After 10 minutes with the big lake trout on my line, it seems as likely that I will soon go overboard to join it in its dark, watery world as it does that it will finally consent to join George Merasty, Nueltin Lake guide, and me in our bobbing aluminum outboard boat.

But suddenly, as my hands are beginning to cramp, the fish concedes, sliding slowly upward through 70 feet of black water to the surface, still fixed to the single, barbless hook of my giant red-and-yellow lure.

"This one's worth measuring," Merasty announces, excitement in his soft Cree voice. This time, instead of jiggling the hook to free the fish at boatside, as he's done with each of the half-dozen 10- to 14-pounders caught earlier in the day, he gently nets it aboard. Working quickly, he lays the fish on the stem seat, runs a cloth measuring tape from nose to tail (37 inches) and around its middle (20 inches), then consults a length-girth chart taped below the gunwale and, without ever weighing it, declares this trout to be an 18-1/2-pounder, just one and one-half pounds shy of the 20 pounds that would rate it a "trophy" and earn me a Manitoba Master Angler award.

To me, this lovely, glistening, hook-jawed creature looks half as big as our boat. Hunter-devourer at heart, my first instinct is to leap and pin it down.
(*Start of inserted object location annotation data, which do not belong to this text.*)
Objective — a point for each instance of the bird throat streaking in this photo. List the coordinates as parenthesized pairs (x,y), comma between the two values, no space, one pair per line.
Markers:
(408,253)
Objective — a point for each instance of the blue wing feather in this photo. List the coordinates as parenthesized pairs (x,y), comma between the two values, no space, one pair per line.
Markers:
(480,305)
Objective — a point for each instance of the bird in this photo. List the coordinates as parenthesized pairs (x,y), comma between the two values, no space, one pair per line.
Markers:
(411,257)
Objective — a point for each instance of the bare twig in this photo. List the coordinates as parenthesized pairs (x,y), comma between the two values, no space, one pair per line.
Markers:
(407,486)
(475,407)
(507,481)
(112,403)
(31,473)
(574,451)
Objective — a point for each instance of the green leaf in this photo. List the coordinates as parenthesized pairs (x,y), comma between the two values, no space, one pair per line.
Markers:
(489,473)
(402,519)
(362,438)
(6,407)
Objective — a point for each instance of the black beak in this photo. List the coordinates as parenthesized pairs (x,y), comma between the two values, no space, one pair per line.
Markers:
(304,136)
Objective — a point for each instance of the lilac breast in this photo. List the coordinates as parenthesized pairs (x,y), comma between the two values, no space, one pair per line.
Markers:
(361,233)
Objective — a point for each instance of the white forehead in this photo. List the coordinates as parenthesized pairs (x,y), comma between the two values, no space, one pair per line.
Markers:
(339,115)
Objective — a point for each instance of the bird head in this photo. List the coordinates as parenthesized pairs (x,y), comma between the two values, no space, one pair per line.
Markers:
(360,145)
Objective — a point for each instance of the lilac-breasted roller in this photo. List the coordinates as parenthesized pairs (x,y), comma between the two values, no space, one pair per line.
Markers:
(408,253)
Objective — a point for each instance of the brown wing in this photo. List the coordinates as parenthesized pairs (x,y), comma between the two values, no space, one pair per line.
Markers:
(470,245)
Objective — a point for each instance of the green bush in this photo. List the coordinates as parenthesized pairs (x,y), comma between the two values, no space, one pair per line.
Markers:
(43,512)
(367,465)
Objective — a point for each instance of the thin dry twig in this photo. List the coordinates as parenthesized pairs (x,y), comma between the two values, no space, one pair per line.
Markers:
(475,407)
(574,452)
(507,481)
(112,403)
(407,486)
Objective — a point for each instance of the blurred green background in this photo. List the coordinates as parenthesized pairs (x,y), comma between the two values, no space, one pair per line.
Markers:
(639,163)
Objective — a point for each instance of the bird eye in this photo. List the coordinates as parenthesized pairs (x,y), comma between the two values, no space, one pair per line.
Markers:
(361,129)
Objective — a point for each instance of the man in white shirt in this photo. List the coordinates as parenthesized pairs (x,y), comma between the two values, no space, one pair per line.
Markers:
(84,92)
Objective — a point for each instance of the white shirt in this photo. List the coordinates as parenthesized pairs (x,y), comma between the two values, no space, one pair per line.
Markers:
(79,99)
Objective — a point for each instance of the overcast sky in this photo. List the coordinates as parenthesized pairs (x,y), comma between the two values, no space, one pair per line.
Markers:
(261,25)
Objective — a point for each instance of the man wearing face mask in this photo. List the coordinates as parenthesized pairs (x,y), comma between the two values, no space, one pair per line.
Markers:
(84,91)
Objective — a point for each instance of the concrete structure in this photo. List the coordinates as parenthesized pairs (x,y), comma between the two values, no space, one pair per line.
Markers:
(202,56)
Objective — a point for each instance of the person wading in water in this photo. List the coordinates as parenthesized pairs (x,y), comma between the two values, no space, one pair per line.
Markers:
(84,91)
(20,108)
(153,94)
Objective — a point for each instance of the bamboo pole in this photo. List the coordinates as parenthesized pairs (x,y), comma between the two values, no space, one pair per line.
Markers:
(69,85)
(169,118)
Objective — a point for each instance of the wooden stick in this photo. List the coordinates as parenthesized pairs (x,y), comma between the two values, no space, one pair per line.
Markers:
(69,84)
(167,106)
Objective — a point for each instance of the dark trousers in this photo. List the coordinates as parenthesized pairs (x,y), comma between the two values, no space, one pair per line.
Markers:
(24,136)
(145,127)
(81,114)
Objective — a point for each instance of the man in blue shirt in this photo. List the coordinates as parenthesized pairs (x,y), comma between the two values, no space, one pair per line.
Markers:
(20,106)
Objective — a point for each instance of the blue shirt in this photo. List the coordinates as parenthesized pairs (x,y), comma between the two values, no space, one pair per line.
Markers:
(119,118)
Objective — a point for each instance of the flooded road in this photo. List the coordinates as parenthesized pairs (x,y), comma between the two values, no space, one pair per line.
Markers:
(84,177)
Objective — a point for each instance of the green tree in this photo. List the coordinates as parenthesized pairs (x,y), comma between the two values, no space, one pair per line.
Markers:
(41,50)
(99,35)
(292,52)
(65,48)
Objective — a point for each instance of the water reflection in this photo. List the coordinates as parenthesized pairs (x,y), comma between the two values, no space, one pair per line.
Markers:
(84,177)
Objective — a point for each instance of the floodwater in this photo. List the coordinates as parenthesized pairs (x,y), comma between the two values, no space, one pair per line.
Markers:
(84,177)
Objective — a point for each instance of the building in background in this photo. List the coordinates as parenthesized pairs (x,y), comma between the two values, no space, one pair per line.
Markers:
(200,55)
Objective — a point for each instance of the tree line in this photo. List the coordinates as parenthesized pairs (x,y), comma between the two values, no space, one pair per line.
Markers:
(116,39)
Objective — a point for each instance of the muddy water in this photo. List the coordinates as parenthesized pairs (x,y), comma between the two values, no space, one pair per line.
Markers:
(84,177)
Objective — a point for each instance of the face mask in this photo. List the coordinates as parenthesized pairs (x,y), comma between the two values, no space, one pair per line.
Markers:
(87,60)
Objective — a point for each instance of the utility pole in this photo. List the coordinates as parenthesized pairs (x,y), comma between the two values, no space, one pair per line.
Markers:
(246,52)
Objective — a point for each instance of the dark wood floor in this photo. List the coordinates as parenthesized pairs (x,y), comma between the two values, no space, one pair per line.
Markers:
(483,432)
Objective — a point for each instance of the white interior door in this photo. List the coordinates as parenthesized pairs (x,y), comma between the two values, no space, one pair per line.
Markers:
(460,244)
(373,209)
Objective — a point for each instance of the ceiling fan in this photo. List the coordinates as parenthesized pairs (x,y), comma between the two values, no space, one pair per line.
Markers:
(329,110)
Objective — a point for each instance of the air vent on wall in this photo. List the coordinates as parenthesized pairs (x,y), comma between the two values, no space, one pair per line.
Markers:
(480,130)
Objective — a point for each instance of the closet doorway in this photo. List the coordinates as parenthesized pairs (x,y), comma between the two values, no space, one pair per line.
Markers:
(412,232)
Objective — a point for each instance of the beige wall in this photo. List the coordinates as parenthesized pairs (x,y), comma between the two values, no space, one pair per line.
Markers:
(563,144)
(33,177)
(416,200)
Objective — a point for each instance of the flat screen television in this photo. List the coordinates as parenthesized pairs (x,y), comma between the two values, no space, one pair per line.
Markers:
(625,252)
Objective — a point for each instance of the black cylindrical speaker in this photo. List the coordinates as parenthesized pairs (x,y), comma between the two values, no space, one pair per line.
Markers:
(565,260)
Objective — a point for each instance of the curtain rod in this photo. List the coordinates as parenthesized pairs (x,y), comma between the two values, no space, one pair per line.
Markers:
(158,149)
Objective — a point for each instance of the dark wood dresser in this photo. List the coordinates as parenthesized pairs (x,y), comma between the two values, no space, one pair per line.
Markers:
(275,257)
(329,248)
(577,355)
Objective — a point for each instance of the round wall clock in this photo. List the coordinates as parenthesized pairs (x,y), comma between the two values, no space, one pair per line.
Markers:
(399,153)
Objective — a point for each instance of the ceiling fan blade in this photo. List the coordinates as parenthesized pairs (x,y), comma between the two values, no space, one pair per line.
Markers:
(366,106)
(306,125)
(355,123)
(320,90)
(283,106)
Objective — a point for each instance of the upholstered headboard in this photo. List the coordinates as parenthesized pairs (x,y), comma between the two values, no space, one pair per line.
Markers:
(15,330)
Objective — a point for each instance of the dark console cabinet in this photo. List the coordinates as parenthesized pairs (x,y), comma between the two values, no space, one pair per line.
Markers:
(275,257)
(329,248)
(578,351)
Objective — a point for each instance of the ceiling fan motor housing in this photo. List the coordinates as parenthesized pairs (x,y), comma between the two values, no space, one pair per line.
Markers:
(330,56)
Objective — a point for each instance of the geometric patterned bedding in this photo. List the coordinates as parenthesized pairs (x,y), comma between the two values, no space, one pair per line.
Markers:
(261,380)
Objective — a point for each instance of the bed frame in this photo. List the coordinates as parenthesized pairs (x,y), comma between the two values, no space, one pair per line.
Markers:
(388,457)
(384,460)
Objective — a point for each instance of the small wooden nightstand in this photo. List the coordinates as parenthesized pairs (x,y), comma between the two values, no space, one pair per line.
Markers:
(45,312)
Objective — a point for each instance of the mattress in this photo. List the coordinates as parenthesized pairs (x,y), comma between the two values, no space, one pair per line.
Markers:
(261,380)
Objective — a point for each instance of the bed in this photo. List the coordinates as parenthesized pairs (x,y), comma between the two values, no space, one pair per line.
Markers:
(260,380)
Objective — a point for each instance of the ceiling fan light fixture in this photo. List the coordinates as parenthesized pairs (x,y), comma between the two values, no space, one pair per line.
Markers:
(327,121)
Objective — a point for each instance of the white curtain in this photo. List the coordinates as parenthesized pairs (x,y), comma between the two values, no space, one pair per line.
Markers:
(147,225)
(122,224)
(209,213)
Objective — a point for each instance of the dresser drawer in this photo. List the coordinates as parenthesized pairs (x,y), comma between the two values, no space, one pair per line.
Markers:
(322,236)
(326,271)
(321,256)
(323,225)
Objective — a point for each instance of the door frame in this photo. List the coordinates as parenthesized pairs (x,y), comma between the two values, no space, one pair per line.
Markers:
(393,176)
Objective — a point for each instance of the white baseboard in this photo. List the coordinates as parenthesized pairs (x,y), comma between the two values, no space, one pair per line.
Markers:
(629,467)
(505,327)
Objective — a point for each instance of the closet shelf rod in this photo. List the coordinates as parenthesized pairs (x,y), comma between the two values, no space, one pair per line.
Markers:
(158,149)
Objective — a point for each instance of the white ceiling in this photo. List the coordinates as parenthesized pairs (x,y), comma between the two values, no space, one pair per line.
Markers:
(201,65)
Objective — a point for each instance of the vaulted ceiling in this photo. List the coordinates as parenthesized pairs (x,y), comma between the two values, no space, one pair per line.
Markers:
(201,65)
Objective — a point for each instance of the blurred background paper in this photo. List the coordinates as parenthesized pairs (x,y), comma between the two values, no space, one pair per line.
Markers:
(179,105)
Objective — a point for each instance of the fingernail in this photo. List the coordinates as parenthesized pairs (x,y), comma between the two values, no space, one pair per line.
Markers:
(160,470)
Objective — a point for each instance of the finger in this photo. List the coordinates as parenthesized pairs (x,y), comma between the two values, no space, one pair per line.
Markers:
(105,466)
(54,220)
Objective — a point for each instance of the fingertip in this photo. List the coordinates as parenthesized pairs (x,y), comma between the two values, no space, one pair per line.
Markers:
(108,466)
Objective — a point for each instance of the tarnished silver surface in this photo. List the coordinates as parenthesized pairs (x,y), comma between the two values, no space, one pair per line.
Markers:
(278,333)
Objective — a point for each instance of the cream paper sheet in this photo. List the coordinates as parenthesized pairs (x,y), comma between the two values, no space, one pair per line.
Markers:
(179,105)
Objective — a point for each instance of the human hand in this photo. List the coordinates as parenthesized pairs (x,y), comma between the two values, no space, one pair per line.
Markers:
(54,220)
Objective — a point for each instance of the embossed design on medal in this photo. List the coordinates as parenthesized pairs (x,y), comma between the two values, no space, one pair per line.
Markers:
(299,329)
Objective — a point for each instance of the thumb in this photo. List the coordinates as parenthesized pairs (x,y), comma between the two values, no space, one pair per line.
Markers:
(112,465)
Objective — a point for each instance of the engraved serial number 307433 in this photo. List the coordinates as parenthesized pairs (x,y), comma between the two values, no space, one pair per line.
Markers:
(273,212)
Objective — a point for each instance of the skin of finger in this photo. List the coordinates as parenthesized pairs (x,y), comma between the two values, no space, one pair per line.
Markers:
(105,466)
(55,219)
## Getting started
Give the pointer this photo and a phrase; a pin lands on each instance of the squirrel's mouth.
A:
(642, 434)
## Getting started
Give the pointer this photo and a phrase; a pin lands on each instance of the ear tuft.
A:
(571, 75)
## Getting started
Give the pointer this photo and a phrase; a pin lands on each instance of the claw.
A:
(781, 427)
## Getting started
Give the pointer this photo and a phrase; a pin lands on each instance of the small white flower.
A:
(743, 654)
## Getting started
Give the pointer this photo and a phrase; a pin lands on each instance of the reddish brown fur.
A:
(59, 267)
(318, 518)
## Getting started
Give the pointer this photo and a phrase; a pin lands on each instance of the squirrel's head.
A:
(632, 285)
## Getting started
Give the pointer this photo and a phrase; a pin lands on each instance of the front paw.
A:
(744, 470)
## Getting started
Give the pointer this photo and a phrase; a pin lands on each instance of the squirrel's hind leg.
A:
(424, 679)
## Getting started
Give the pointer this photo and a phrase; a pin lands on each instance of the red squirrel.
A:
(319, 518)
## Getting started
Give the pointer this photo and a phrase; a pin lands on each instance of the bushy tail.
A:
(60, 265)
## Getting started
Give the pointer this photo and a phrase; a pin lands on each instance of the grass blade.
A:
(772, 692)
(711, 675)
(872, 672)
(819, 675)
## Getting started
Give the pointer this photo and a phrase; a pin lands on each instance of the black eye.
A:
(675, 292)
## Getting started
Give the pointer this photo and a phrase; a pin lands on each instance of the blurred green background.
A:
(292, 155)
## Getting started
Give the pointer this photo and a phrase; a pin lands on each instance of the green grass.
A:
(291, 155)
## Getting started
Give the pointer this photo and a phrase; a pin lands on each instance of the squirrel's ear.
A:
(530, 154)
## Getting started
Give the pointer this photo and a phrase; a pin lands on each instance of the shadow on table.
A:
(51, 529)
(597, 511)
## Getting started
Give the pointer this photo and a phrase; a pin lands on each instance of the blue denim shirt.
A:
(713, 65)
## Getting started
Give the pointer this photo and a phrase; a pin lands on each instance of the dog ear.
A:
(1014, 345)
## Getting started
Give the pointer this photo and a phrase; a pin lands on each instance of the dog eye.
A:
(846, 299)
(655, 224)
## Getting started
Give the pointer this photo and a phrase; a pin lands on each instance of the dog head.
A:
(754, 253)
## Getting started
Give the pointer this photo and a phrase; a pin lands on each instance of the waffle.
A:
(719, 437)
But there is no possibility of that, not according to the unusual, trendsetting catch-and-release fishing laws on this lake in central Canada. Nor am I even allowed to seize my prize by the gills and hoist it aloft in the traditional manly pose. Instead, Merasty cradles the fish almost tenderly—one hand around the base of the tail, a forearm supporting its midsection—holds it for maybe 90 seconds of picture-taking, then kneels and carefully releases it into the water. The big trout pauses only an instant, apparently unharmed by its time on the line and in our air. Then, with a sweep of its massive tail, it is gone, back to the depths.

Only later, once my lure is trolling again, do I begin to grumble: I would like to have kept that fish, I lament, partly to Merasty but mostly to the atmosphere. Its thick orange fillets would have fed a dozen friends back home in New York City, would have held them captive while I described every bend in the rod in my triumph over this great fighting animal. Mounted on my wall, the stuffed beast would have served as a constant reminder of this once-in-a-lifetime fishing trip. But, due to the avant-garde policies here at Nueltin Lake, which compel the release of every large trout, northern pike and grayling, all this is denied me.

Throw the Big Ones Back

George Merasty is not without empathy for the angler who wants to take home a real trophy. But, he reminds me, it's precisely Nueltin's prohibition against the harvest of all large fish year after year that enables this 1,200-square-mile lake on the border between Manitoba and the Northwest Territories to produce more trophy trout per angler per year than any other lake in North America. He grins. If I truly regret having released my big trout, he says, then I can return in 20 years to this very same spot where—since lake trout often live 60 or 70 years—this very same fish, grown to world-record size, win undoubtedly be waiting for me.